La sortie du nucléaire en Suisse à partir de 2017 ?

Publié le par Jean-Louis Schmitt

Les électeurs doivent se prononcer demain, à l’occasion d’une « votation » initiée par les verts, sur un programme prévoyant l’arrêt de trois de ses cinq réacteurs dès l’an prochain. Contre l’avis du gouvernement et du Parlement helvétiques.

La Suisse produit environ 33 % de son électricité à partir du nucléaire (ici la centrale de Gösgen), près de 60 % grâce aux centrales hydrauliques, et un peu plus de 4 % avec des sources renouvelables (solaire et éolien). Photo AFP

La Suisse produit environ 33 % de son électricité à partir du nucléaire (ici la centrale de Gösgen), près de 60 % grâce aux centrales hydrauliques, et un peu plus de 4 % avec des sources renouvelables (solaire et éolien). Photo AFP

La fin du nucléaire plus vite que prévu ? Comme l’Allemagne, la Suisse a décidé, après la catastrophe de Fukushima (Japon) en mars 2011, de fermer progressivement les centrales nucléaires du pays. Sans toutefois fournir de calendrier précis. 

L’idée du gouvernement helvétique est de décommissionner les cinq réacteurs qui produisent environ un tiers de l’électricité en Suisse, au fur et à mesure qu’ils approchent de leur fin de vie, et de ne pas les remplacer.

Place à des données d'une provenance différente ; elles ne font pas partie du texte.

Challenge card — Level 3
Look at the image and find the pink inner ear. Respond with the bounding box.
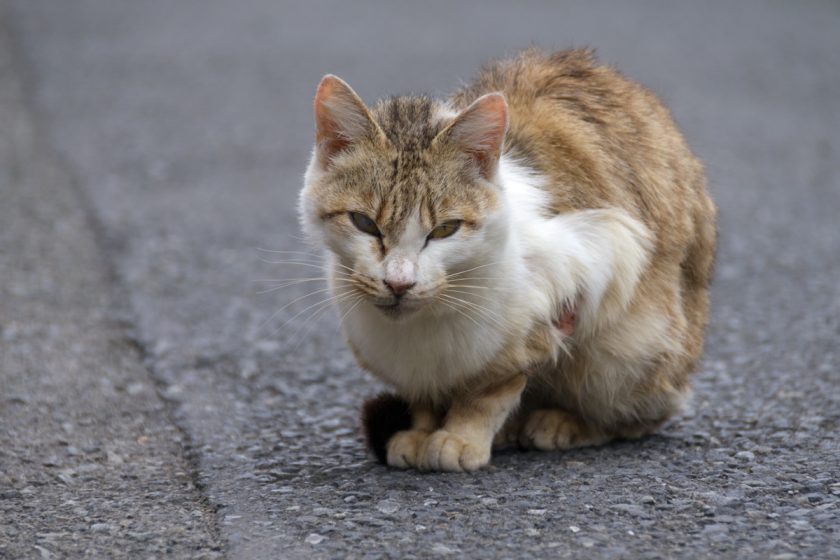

Mais toutes les centrales nucléaires du pays opèrent sous des licences qui leur permettent de continuer à produire tant qu’elles répondent aux critères de sécurité.

C’est pourquoi les verts ont lancé il y a 5 ans une initiative afin de demander au peuple de se prononcer sur la limitation à 45 ans de la durée de vie d’un réacteur.

« Menace sur la sécurité énergétique »

C’est sur cette proposition que les électeurs devront se prononcer demain, lors d’une « votation » au niveau fédéral, comme le prévoit le système de démocratie directe en vigueur dans le pays. Sans une date limite, « il faudra attendre d’avoir une panne ou un incident avant de pouvoir fermer les centrales nucléaires », justifie Mathias Schlegel, porte-parole de l’initiative des verts.

Cette initiative, soutenue par les partis de gauche, déboucherait sur des fermetures prématurées, objecte le gouvernement. Si le oui l’emporte, deux centrales devraient fermer dès 2017 : la centrale de Beznau (canton d’Aargau), près de la frontière allemande, et celle de Mühleberg (canton de Berne). « Il serait impossible de compenser à temps l’abandon de l’électricité nucléaire au moyen d’une électricité issue d’énergies renouvelables et produite en Suisse », ont averti les autorités. « Nous serions donc contraints d’importer de grandes quantités d’électricité au cours des prochaines années, ce qui non seulement affaiblirait la sécurité de notre approvisionnement, mais constituerait en outre un non-sens écologique, puisque l’électricité produite à l’étranger provient souvent de centrales à charbon. »

Le Parlement suisse est également opposé à l’initiative, tout comme les partis de droite. Les électeurs, eux, hésitent. 48 % des personnes interrogées se prononcent en faveur de l’initiative, contre 57 % le mois dernier, selon le dernier sondage effectué par l’institut gfs.bern la semaine dernière. Les opposants représentent eux 46 % (en hausse de 10 points).

Les défenseurs du projet soulignent qu’avec trois réacteurs à l’arrêt pour réparation - les deux de Beznau et celui de Leibstadt - jusqu’au début de l’an prochain, les Suisses vont devoir passer l’hiver avec des centrales nucléaires à 50 % de leur capacité.